8.4.3. Compile and execute#
pulsar2 build --target_hardware AX650 --input cnclip_vit_l14_336px_bert_encoder.onnx --output_dir output --config cnclip_build.json
8.4.3.1. log reference information#
+---------------------------+----------------------------+
| Model Name | OnnxModel |
+---------------------------+----------------------------+
| Model Info | Op Set: 14 / IR Version: 7 |
+---------------------------+----------------------------+
| IN: text | int64: (1, 52) |
| OUT: unnorm_text_features | float32: (1, 768) |
+---------------------------+----------------------------+
| Add | 172 |
| Cast | 3 |
| Constant | 154 |
| Div | 49 |
| Erf | 12 |
| Gather | 4 |
| MatMul | 97 |
| Mul | 50 |
| Pow | 25 |
| ReduceMean | 50 |
| Reshape | 48 |
| Softmax | 12 |
| Sqrt | 25 |
| Sub | 26 |
| Transpose | 48 |
+---------------------------+----------------------------+
| Model Size | 390.12 MB |
+---------------------------+----------------------------+
...
Transformer optimize level: 1
...
Calibration Progress(Phase 1): 100%|██████████| 32/32 [00:11<00:00, 2.81it/s]
...
--------- Network Snapshot ---------
Num of Op: [312]
Num of Quantized Op: [308]
Num of Variable: [588]
Num of Quantized Var: [583]
------- Quantization Snapshot ------
Num of Quant Config: [949]
BAKED: [89]
OVERLAPPED: [452]
ACTIVATED: [224]
SOI: [61]
PASSIVE_BAKED: [72]
FP32: [51]
Network Quantization Finished.
...
tiling op... ━━━━━━━━━━━━━━━━━━━━━━━━━━━━━━━━━ 340/340 0:00:02
build op serially... ━━━━━━━━━━━━━━━━━━━━━━━━━━ 300/300 0:00:04
build op... ━━━━━━━━━━━━━━━━━━━━━━━━━━━━━━━━━━━ 386/386 0:00:00
add ddr swap... ━━━━━━━━━━━━━━━━━━━━━━━━━━━━ 3859/3859 0:00:00
...
2026-03-23 19:47:45.563 | INFO | yamain.command.build:compile_ptq_model:1365 - fuse 1 subgraph(s)

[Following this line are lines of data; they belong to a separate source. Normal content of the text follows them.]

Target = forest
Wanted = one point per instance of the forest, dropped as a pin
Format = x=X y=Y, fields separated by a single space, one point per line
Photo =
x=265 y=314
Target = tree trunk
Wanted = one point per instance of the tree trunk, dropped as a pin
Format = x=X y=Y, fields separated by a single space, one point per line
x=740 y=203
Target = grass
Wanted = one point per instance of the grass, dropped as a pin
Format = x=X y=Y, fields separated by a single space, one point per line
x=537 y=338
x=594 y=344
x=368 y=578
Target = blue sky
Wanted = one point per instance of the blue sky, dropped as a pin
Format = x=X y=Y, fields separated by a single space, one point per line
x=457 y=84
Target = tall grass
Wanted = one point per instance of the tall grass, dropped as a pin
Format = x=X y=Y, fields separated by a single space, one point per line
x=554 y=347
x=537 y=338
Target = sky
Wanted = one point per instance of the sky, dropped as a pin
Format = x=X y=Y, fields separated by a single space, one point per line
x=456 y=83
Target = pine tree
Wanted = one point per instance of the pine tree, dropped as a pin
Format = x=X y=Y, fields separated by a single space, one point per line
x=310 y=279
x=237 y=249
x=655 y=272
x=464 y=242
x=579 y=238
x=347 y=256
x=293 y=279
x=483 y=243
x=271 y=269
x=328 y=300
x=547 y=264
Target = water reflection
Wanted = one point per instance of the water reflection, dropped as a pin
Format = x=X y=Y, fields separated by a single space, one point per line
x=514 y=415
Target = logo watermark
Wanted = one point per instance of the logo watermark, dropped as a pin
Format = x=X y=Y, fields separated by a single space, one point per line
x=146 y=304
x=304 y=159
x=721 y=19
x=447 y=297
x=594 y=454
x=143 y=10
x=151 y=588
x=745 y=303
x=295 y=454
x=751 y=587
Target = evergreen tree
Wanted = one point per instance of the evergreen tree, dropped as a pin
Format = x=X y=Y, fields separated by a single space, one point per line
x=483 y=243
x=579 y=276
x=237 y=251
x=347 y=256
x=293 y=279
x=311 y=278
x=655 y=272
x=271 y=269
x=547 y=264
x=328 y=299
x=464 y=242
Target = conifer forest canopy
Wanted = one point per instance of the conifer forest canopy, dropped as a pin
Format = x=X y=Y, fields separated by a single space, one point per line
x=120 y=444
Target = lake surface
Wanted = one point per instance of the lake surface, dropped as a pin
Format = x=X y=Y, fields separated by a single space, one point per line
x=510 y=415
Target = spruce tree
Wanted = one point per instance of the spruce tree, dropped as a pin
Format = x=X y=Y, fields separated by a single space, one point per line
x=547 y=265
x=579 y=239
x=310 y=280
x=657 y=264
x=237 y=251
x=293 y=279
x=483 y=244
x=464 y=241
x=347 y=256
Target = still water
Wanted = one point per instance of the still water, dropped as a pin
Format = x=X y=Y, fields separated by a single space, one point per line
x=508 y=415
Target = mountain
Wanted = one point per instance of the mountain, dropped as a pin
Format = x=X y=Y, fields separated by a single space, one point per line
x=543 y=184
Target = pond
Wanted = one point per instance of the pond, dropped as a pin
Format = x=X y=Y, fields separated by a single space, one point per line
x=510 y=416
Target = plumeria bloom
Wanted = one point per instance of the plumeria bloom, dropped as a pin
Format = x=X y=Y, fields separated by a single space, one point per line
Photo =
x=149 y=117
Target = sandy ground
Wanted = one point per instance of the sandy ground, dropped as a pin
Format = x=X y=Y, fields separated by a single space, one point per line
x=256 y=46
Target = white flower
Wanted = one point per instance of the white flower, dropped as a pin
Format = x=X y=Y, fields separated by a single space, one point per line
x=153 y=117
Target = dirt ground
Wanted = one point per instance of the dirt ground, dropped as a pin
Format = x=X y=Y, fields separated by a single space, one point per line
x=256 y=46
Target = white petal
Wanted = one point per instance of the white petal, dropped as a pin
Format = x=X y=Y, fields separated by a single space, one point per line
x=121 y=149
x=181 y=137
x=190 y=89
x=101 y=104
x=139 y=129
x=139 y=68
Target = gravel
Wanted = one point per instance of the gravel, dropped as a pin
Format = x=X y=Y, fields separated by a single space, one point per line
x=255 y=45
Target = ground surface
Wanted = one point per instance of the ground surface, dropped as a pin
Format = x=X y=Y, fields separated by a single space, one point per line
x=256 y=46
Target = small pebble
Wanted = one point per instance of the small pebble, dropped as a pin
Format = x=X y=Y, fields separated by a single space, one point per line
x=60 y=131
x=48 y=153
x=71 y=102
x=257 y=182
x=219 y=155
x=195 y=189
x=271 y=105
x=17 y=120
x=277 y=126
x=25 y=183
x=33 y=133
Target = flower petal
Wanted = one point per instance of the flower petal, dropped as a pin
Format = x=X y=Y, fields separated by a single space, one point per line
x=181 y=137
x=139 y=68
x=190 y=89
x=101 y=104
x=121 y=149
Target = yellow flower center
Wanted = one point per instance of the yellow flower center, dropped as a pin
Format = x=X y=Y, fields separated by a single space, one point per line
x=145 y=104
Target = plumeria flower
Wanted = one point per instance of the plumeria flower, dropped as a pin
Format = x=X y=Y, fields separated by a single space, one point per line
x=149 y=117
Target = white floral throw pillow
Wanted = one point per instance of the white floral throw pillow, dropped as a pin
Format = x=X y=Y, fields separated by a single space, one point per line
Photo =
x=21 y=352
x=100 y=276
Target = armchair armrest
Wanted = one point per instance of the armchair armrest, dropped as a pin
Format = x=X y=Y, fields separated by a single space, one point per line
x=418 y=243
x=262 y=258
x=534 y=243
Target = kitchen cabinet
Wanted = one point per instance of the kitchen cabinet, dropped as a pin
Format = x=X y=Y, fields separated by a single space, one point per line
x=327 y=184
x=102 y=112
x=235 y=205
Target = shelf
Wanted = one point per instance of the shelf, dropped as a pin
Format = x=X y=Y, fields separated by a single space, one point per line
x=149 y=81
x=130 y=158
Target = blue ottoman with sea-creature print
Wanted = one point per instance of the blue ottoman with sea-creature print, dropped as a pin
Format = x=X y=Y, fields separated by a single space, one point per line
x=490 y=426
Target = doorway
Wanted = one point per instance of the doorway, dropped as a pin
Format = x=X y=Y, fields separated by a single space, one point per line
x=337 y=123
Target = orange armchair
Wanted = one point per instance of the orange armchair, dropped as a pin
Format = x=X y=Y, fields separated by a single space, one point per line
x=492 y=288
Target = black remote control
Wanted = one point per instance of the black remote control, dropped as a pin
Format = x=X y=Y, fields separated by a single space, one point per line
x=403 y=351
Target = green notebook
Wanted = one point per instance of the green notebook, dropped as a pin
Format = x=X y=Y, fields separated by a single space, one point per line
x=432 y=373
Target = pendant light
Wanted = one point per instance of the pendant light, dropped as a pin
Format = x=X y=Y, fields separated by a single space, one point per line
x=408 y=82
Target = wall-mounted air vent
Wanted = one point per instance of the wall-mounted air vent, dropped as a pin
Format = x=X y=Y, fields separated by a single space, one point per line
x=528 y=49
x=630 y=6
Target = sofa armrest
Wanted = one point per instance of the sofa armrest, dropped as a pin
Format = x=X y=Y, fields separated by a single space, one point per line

8.4.4. Model input/output description#
Direction |
Tensor name |
Dtype |
Shape |
Notes |
|---|---|---|---|---|
Input |
text |
S32 |
(1, 52) |
Token IDs after tokenization, max length 52 |
Output |
unnorm_text_features |
FLOAT32 |
(1, 768) |
Unnormalized text embedding vector |
Hint
For deployment, this model should be used together with the visual encoder: the visual encoder extracts image embeddings, and the text encoder extracts text embeddings. Image-text matching is then performed by cosine similarity. The tokenizer uses cn_vocab.txt (provided with the model). For an on-board runtime example, please refer to CLIP-ONNX-AX650-CPP.